Keywords: personal loan, reformation, mortgage, mutual mistake
Issue: Whether the court should reform a mortgage to change the grantor from an individual to the individual as trustee / owner of the real property where the trustee never intended to grant a mortgage to the property.
Holding: The court would not reform the mortgage as the trustee intended only to obtain a personal loan and the lender gave him a personal loan.

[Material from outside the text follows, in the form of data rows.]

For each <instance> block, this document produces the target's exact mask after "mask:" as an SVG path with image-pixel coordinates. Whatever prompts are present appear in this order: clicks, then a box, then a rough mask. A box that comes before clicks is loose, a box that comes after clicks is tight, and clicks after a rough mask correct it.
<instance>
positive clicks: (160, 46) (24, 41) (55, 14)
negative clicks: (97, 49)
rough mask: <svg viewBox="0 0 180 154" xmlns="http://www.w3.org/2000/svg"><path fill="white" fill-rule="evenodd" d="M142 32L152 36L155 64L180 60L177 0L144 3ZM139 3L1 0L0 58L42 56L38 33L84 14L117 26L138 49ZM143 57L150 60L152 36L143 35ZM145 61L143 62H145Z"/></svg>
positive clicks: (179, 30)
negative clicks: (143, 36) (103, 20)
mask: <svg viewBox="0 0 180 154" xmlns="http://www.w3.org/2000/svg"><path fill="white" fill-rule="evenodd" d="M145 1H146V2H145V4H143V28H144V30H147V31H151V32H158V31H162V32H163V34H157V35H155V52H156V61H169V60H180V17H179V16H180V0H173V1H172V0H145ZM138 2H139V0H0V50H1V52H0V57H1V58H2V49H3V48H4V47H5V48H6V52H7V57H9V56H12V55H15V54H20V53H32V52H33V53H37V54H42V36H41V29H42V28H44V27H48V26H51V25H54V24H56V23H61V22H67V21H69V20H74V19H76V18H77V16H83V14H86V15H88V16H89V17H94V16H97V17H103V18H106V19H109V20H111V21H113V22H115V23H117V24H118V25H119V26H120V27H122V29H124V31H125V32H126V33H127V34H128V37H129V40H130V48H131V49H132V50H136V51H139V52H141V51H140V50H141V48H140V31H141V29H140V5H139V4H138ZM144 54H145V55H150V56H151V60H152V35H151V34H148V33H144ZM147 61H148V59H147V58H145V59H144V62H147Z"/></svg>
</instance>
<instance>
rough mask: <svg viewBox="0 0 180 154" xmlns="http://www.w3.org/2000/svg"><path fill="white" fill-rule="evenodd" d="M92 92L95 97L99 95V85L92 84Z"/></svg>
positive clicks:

Reasoning: “The plain words of the Note and Mortgage are consistent with Niakaros’ description of the loanthat it was a loan to him individually and was not intended to be secured by a mortgage on the Property owned by the Trust. This suggests that the Note was only meant as evidence of a loan to Niakaros individually and not Niakaros as a trustee. WaMu may have ultimately intended to obtain a mortgage on the Property in connection with this loan. But that is only speculation. What the evidence shows is that Niakaros asked for a personal loan, WaMu agreed to give him a personal loan, and WaMu prepared closing documents showing a personal loan. There is no “full, clear, and decisive proof” that both parties intended the loan to encumber the Property and that the Mortgage given by Niakaros individually was meant to have been given by the Trust. To the contrary, the evidence tends to show that Niakaros meant to encumber himself individually, and if the granting of a personal loan instead of a loan secured by the Property was a mistake, it was a unilateral mistake on the part of WaMu that I cannot and will not correct.”
Notes: The lender also argued that the mortgage should be reformed on the theory of unjust enrichment. “Unjust enrichment is defined as retention of money or property of another against the fundamental principles of justice or equity and good conscience.'” Santagate v. Tower, 64 Mass. App. Ct. 324 , 328 (2005), quoting Taylor Woodrow Blitman Constr. Corp. v. Southfield Gardens Co., 534 F.Supp. 340, 347 (D. Mass. 1982). “Where the reasonable expectation of the parties was to give and receive a personal loan unrelated to the Property, reforming the Mortgage to encumber the Property would instead unjustly enrich JPMorgan. Moreover, Niakaros does not dispute he owes JPMorgan money in the form a loan. Therefore, he is not unjustly enriched as he is still bound by the debt obligation he sought.”